Ego, vanity and narcissism can be enabling (even ennobling) gifts, he discovered, so long as they don’t rule. The idea fits nicely with a Talmudic teaching that instructs every person to carry in their pocket two contradictory messages—“For me the world was created” and “I am but dust and ashes”—as a reminder of the infinity of individual potential and the reality of mortal finitude.
Blessings exist in harmony with curses. Springsteen accepts the vanities of his artistic madness as tools for transcendance— “You need those things, because you are driven by your needs out there—the raw hunger and the raw need of exciting people and exciting yourself into some higher state.”
Call it the erotics of Springsteen’s spirituality. It is a skill he cultivates: “I want an extreme experience,” he told Remnick.

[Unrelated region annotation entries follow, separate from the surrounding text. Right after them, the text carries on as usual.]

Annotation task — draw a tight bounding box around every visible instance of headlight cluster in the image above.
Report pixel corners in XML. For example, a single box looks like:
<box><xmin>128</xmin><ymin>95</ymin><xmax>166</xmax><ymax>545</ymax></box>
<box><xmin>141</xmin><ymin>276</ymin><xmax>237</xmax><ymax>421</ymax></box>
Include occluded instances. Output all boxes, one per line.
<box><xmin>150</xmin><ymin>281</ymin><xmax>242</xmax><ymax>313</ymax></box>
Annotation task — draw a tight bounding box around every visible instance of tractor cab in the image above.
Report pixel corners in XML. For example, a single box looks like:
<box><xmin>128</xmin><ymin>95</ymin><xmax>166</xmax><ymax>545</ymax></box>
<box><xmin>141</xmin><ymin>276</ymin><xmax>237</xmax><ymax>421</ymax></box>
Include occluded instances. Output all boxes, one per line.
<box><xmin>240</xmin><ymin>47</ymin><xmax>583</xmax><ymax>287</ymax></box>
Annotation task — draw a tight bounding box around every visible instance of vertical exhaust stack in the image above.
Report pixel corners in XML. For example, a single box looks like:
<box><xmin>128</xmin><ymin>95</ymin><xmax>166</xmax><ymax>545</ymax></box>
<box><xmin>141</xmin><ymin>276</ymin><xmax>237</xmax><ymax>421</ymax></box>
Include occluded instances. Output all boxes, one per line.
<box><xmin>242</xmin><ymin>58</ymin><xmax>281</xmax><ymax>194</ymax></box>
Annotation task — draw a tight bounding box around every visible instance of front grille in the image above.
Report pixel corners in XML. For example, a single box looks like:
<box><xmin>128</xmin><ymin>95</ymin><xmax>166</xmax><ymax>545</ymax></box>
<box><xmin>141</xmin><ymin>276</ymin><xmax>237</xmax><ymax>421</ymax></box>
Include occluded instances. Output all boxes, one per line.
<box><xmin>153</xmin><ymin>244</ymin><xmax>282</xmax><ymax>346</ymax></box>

He wants his audience to leave a concert, “with [their] hands hurting, [their] feet hurting, [their] back hurting, [their] voice sore, and [their] sexual organs stimulated!”

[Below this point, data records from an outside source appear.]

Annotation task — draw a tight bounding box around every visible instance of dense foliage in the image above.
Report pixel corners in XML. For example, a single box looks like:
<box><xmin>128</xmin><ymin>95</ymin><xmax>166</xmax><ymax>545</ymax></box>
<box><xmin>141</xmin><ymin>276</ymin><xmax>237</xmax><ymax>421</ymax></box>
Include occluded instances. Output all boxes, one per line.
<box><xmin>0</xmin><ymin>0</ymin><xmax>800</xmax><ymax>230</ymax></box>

The Jewish mystics described this state of being as the ability to experience eternity in a single moment. “The spiritual work of life is to be able to experience the full infinity of every moment,” writes Rabbi Mordechai Gafni.
Infinity is precisely what Springsteen tries to bring both to his personal performance and to his audience. Like the function of physical intimacy, he wants his audience to forget themselves for awhile. He even describes his role as akin to a religious leader. “You’re the shaman, a little bit, you’re leading the congregation,” he said.
But, unlike many religious leaders, he does not pretend that he is holier than his believers.
“[Y]ou are the same as everybody else in the sense that your troubles are the same, your problems are the same, you’ve got your blessings, you’ve got your sins, you’ve got the things you can do well, you’ve got the things you fuck up all the time. And so you’re a conduit. There was a series of elements in your life—some that were blessings, and some that were just chaotic curses—that set fire to you in a certain way.”
Ironically, whatever tensions he has resolved, whatever balance in self-perception he has achieved, it has not neutralized the impulse of devotees to deify him.
As neophyte bandmate Jake Clemons beamed, “Maybe he comes from the line of David, a shepherd boy who could play beautiful music, so that the crazy become less crazy and Saul the king finally chills out. Religion is a system of rules and order and expectations, and it unites people in a purpose. There really is a component of Bruce that is supernatural. Bruce is Moses! He led the people out of the land of disco!”